Neulich wieder auf einer Party: Ein Gespräch zwischen mir und einem Gegenüber dreht sich um Filme und versteift sich dann auf sog. „Kultstreifen“. Bald darauf ist die Rede von „Snatch“ und ich höre, wie so oft, den Satz: „Ich kenne irgendwie keinen, dem der Film nicht gefällt…“ und ich gerate in die missliche Lage, bei einem Promille zu argumentieren, warum der Typ soeben den ersten Menschen kennen gelernt hat, bei dem dies nicht so ist. Ob er mich verstanden hat, weiß ich nicht, aber immer wenn auf einem Männerfilmabend „Snatch“ zur Auswahl bereitsteht, tu ich alles dafür, dass etwas anderes in den Player kommt.

Schlecht ist Guy Ritchies Film dabei nicht unbedingt, aber weshalb er landauf, landab abgefeiert wird wie sonst was, entzieht sich völlig meiner Kenntnis. Dreimal habe „Snatch“ jetzt gesehen (bzw. sehen müssen) und habe noch immer noch nicht verstanden, wieso alle auf ihn abfahren.

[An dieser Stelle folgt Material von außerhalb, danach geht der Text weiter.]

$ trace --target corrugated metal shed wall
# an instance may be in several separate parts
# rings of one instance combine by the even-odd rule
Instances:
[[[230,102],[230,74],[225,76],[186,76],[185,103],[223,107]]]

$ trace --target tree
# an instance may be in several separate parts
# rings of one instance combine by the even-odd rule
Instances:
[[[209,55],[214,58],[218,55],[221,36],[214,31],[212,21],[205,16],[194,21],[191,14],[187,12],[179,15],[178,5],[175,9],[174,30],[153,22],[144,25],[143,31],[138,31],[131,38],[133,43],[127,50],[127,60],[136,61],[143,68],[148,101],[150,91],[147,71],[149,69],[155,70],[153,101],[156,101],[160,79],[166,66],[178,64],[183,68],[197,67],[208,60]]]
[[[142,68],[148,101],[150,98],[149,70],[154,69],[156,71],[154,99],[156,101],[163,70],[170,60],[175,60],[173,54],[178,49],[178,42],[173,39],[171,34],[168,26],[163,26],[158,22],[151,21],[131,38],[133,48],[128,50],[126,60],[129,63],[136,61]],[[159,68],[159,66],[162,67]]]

Aber der Reihe nach: Ritchie erzählt, wenn man es ganz knapp zusammenfassen will, die Geschichte eines Diamantenraubes, mehrerer abgekarteter Boxkämpfe, einem schlagstarken Zigeuner und einiger Kleinganoven. Wie das alles zusammenhängt erschließt sich erst nach und nach, oder viel mehr: Es soll sich erschließen und da taucht schon das erste große Problem auf: In den ersten zwanzig Minuten wird man mit Namen dermaßen zugeschissen, dass man von Anfang an überhaupt keinen Überblick hat, um wen es geht und um was es geht. Zwar wird das nach und nach aufgedröselt, aber bei der Anzahl von Schnitten und hektischen Kameraschwenks kriege zumindest ich das nicht mehr mit. Spätestens nach der ersten Stunde sitze ich jedes Mal da und bekomme zwar noch mit, was passiert, aber nicht unbedingt, wieso das jetzt geschieht, mit welchen Folgen für wen und auf wessen Seite die Figuren nun stehen. Kann sein, dass ich für „Snatch“ einfach zu blöd bin, aber irgendwie ging mir bisher immer der Faden verloren, bzw. habe ich nie einen gefunden.

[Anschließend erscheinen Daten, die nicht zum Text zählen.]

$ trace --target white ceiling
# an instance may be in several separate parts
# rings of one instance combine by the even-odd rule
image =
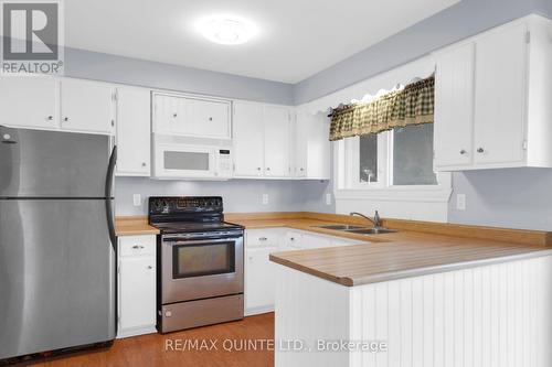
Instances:
[[[65,44],[169,64],[297,83],[459,0],[68,0]],[[243,45],[210,43],[198,19],[258,26]]]

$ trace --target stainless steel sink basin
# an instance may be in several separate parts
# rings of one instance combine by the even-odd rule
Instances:
[[[382,235],[382,234],[394,234],[396,230],[388,228],[362,228],[362,229],[350,229],[347,231],[359,235]]]
[[[327,225],[327,226],[317,226],[317,227],[323,228],[323,229],[335,229],[335,230],[367,229],[365,227],[349,226],[349,225]]]

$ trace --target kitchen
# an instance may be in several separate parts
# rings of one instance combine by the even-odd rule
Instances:
[[[551,365],[550,1],[50,3],[62,72],[0,75],[2,364]]]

Visuell hat Ritchie hier schon einiges geleistet, aber auch nichts, das ich nicht den ganzen Tag auf MTV sehen könnte. Rasante Schnittfolgen wechseln sich mit schneller Kameraführung ab, aber im Nachhinein bleiben nur die Desert-Eagle-Szene mit Vinnie Jones und der aus drei Perspektiven gefilmte, vorhergehende Autocrash in Erinnerung. Ansonsten nervt die Videoclipoptik beträchtlich, lenkt sie doch einen Großteil der Aufmerksamkeit, welche man eigentlich für die verworrene Story benötigt, auf sich. Modern mag das ja sein, beim Wort „innovativ“ muss ich aber widersprechen, denn erstens hat Guy Ritchie selbige Effekte bereits in seinem Regiedebüt „Bube, Dame, König, Gras“ verwendet (dem ich übrigens auch herzlich wenig abgewinnen kann) und zweitens sieht, wie bereits erwähnt, jeder MTV-Clip genauso aus.

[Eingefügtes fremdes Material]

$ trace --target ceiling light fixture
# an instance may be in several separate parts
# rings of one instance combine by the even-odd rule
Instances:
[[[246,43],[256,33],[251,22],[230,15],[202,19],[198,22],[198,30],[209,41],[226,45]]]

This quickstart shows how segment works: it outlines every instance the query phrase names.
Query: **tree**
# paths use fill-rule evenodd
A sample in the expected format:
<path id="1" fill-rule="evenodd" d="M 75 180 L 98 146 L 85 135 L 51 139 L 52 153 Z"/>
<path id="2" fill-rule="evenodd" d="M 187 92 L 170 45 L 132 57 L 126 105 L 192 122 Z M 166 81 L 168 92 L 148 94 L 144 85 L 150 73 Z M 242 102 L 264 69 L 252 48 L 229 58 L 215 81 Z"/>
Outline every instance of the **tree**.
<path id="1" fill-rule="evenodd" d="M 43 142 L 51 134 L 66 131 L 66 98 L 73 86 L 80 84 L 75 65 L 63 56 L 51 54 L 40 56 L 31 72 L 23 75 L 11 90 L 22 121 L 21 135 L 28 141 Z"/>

Von der vielfach zitierten Coolness ist ebenfalls nicht viel zu spüren, obwohl sich die Darsteller alle Mühe geben, betont lässig zu wirken. Vor allem Brad Pitt spielt als nuschelnder Zigeunerboxer mal wieder herrlich schräg gegen sein eh schon fast verloren gegangenes Image als Saubermann an, was aber leider so konsequent ausgeschlachtet wird, dass seine Redeweise schon nach fünf Minuten nicht mehr lustig ist. Der Dialogwitz kann sich bei Weitem nicht mit einem Tarantino messen, dazu wirken viele One-Liner viel zu gewollt cool.

Mag manch einer in „Snatch“ ruhig die Offenbarung in Sachen Partyfilm und Coolness finden, ich kann mit dem Teil weiterhin herzlich wenig anfangen. Für mich ist das eine phasenweise äußerst verwirrende Ganovenfarce, die zwar ordentlich Tempo vorlegt, aber genau daran scheitert. Anstatt dem Zuschauer mal eine Pause zu gönnen, um das komplizierte Geschehen zu ordnen, drückt der Film so aufs Gaspedal, dass man nicht einmal ein paar gelungene Szenen genießen kann. Bei „Pulp Fiction“ ermüde ich auch beim zehnten Mal trotz der stellenweise behäbigen Inszenierung mit mancher Länge keineswegs, bei „Snatch“ komme ich dagegen ganz schnell ins Gähnen. Die meisten sehen’s anders, sodass Guy Ritchie vorschnell als neuer Tarantino gehandelt wurde, doch tatsächlich leistete er gegenüber seinem Debüt „Lock, Stock…“ stilistisch kaum Neues und nach dem Debakel „Swept Away“ war dann auch ganz schnell der Mythos von Quentin jr. aus der Welt geräumt.